Karena itu, masyarakat diminta tidak memarkir kendaraan di sepanjang Jalan Sultan Agung hingga Jalan Gajah Mada yang menjadi lintasan utama parade.
"Kami mengimbau masyarakat agar tidak memarkir kendaraan di sepanjang rute JFC. Langkah ini dilakukan demi keamanan, kelancaran lalu lintas, sekaligus mendukung suksesnya penyelenggaraan JFC 2026," ujarnya.
Larangan parkir diberlakukan bersamaan dengan penutupan jalan. Hari ini, (25/7), penutupan dimulai pukul 11.00. Sementara pada pelaksanaan Grand Carnaval, Minggu (26/7), penutupan diberlakukan lebih awal, yakni mulai pukul 09.00.
Untuk mengakomodasi kebutuhan masyarakat, Dishub telah menyiapkan sejumlah kantong parkir di beberapa titik di sekitar lokasi penyelenggaraan.
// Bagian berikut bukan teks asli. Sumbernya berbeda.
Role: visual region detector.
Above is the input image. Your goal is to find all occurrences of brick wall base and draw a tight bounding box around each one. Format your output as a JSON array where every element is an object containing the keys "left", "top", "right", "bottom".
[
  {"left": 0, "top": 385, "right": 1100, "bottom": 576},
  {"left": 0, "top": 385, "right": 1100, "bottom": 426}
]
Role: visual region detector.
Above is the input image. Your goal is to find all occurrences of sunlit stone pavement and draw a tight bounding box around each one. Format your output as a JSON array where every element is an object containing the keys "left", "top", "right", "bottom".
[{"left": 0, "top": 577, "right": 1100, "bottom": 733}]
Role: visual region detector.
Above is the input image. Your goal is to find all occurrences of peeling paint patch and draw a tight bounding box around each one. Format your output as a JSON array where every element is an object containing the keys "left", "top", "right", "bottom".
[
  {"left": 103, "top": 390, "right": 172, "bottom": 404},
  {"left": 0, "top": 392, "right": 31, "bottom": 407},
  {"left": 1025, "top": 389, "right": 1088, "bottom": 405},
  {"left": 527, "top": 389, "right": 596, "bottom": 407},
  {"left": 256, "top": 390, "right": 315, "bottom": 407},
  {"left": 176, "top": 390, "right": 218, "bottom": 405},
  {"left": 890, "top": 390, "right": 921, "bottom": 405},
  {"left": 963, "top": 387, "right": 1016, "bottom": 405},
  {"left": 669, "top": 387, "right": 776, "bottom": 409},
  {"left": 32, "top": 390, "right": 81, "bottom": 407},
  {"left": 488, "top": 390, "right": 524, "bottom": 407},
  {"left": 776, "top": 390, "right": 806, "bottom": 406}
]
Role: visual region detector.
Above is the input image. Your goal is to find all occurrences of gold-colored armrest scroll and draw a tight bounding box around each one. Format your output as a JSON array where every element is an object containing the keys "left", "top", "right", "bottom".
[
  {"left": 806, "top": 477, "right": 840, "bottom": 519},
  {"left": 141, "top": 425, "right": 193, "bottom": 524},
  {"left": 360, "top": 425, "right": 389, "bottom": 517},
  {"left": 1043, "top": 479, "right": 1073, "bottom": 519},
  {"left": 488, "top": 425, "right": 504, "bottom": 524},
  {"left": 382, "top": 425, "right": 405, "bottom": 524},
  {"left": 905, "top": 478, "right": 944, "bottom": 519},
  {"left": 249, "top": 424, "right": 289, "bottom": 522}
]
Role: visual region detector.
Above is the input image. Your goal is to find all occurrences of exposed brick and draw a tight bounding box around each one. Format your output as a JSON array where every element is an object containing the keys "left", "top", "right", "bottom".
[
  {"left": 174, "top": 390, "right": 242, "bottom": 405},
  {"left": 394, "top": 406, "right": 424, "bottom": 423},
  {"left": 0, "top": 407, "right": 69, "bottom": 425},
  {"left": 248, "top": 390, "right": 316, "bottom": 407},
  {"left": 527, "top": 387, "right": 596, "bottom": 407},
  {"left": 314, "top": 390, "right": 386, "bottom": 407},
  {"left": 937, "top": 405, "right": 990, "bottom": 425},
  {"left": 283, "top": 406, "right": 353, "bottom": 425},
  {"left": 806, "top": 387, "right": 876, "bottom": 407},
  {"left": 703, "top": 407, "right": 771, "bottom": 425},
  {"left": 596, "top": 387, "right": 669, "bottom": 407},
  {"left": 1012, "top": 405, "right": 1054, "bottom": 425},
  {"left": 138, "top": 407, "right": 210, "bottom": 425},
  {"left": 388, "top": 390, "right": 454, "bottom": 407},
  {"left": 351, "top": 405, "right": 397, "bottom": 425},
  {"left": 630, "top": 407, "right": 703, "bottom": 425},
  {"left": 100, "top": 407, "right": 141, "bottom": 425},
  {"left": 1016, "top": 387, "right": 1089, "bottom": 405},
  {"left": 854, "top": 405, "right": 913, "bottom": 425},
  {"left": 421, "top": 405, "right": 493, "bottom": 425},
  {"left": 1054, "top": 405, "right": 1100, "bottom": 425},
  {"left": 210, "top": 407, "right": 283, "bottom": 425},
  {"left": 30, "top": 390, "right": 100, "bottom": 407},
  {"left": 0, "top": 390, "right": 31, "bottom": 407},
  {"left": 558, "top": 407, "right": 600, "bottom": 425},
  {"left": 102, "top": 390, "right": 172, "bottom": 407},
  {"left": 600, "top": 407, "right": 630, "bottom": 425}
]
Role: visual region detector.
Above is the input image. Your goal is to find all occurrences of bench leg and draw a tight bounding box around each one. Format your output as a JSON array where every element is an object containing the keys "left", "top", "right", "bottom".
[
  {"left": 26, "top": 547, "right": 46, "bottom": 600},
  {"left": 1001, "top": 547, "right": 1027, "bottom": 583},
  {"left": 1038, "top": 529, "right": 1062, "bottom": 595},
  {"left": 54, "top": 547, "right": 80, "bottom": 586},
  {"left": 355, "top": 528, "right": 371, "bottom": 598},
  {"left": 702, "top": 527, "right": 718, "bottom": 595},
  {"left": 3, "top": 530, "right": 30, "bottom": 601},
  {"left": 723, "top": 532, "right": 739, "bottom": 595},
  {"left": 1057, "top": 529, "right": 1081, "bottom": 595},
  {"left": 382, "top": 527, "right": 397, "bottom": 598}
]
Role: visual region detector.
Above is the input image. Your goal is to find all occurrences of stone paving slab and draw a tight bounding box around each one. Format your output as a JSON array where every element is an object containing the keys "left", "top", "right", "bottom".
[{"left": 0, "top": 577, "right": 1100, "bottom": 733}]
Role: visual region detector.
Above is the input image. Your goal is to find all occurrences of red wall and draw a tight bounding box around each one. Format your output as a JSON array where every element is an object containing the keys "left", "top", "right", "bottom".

Petugas juga disiagakan untuk mengarahkan pengendara menuju area parkir yang telah disediakan.
Gatot menambahkan, sebelum pelaksanaan JFC, Dishub bersama Satlantas Polres Jember telah melakukan sosialisasi kepada pemilik toko, pelaku usaha, warga, hingga pengelola bangunan yang berada di sepanjang rute parade.
Sosialisasi dilakukan agar masyarakat memahami pengaturan lalu lintas yang diterapkan selama JFC berlangsung.
"Dengan dukungan seluruh masyarakat, kami berharap pelaksanaan JFC dapat berjalan aman, tertib, nyaman, dan lancar," pungkasnya. (kin/dwi)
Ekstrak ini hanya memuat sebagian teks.